Wednesday 29 April 2015

Cameron Is A Really Horrible Boyfriend. He Ruins Your Self-Esteem So You Never Leave Him



David Cameron is like the world's most horrible boyfriend. He never does anything for you, and he doesn't even pretend to be a nice boyfriend. He just tells you "you'll never get anyone better". That's why Cameron has so savagely attacked everyone, and done little else.

We talk about "apathy","disengagement", and how disillusioned voters now think "they're all the same", as though it were a politically neutral sociological phenomenon, that has spontaneously arisen. In reality, mass disillusionment was a clever electoral tactic, which has been disseminated by the right-wing press. They they knew this was an uninspiring Tory party, with no positive message and an uninspiring austerity agenda. Therefore, all alternatives had to be savagely discredited from 2005, so they looked even worse.

Depressing our expectations and optimism was helped by the widespread disillusion that followed from Iraq, Blair, the crash, the bailout, the MPs' expenses scandal and the character assassination of Gordon Brown. Even after all this, Cameron only just scraped in, failing to win a majority which, says one insider, made many Tories "furious". It's easy to see why they didn't win. The electorate didn't actively vote for the Tories; Cameron's uninspiring war of attrition against Gordon Brown did not excite voters. It just begrudgingly convinced them change had to happen.

Lowering our expectations has been very effective. It has put people off Labour just as much as the Tories, so that Cameron could then - so he thought - win in 2015 by just claiming to be the more adept economic steward. For example, just woeful 23% of people think the current government have the best policies on the NHS - the most important issue to us today. You'd think this would be cause for an instant overthrow. But it isn't, because only 36% of us think Labour - the party which founded the NHS - has the best NHS agenda.

National negativity is what has kept Cameron supported. The message is clear: we might not be that great, but all politicians are terrible. Your safest bet is us. There Is No Alternative.

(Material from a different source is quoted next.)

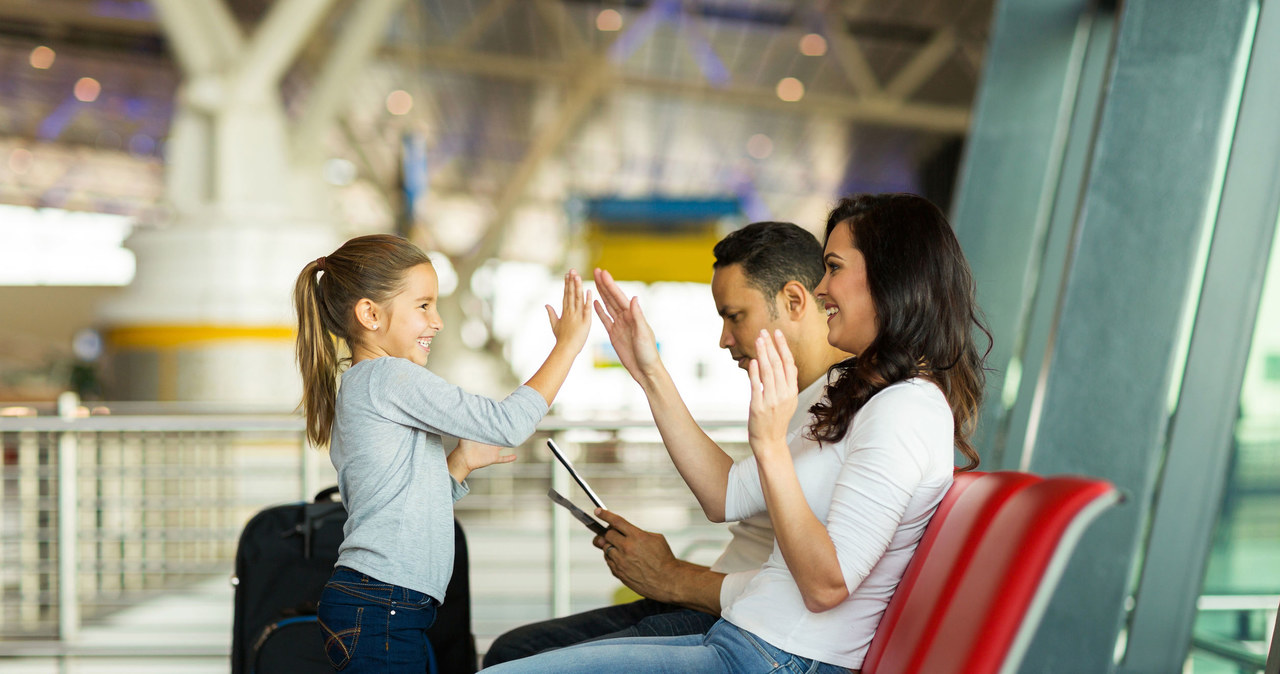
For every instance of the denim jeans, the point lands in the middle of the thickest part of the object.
(370, 626)
(725, 649)
(643, 618)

That is the core of the Conservative message since 2005. 
Because of this despondency, the Conservatives still retain substantial support, despite the fact people are unhappy. 47% think the country has got more unfair under the coalition - and only 12% think it has got fairer. Substantial majorities of us support measures to reduce inequality: 65% of us support the idea of a wage cap to prevent bosses earning more than 65 times what their lowest paid employees do. Labour and the Green Party offer a number of policies to address inequality - the mansion tax, non-doms, wage cap, the bankers' bonus tax. And yet neither of these parties has 65% of the vote.

We want more equality but we don't vote for the parties that promise to tackle it? Why? Probably because of our woeful, carefully engineered cynicism about politics: 63% of us think Labour will "say anything" to get elected. Therefore, we don't even vote for the parties that promise to address the issues we feel need changing!

This is the real coup of Cameron's era. He doesn't have to inspire us, he doesn't have to be lovable, and he doesn't even have to address the issues that we think should be addressed. He doesn't have to worry about not being popular - because his rivals have all been made just as unpopular too. We've been convinced that there are no alternatives, and we don't have a hope in hell.

Cameron is that horrible boyfriend who ruins your self-esteem so you never leave him. You know he doesn't make you happy any more, but you don't think you could do any better.

We don't think we ever could have an honest politician, good public services, economic equality and security. We've got uniquely downcast national expectations. We don't really believe that it's possible to be well-governed; though of course it is. 

The current national cynicism is stifling, and makes it hard to believe in better alternatives. Or, we imagine that the only alternative would be something stupidly reactionary, such as UKIP.

But, by driving voters hopes downwards, Cameron accidentally pushed them towards a Pandora's box of alternatives. Voters' expectations in politics were depressed - and it helped Cameron get one term in office - but then thousands decided to do something about it, and voted elsewhere. UKIP they have bled the Tories of votes, so that they end up no more popular than the rivals they have sought so hard to malign. Hence the current stalemate. Hopefully, that is a sign of people reasserting the fact that they do deserve a government that they actually like.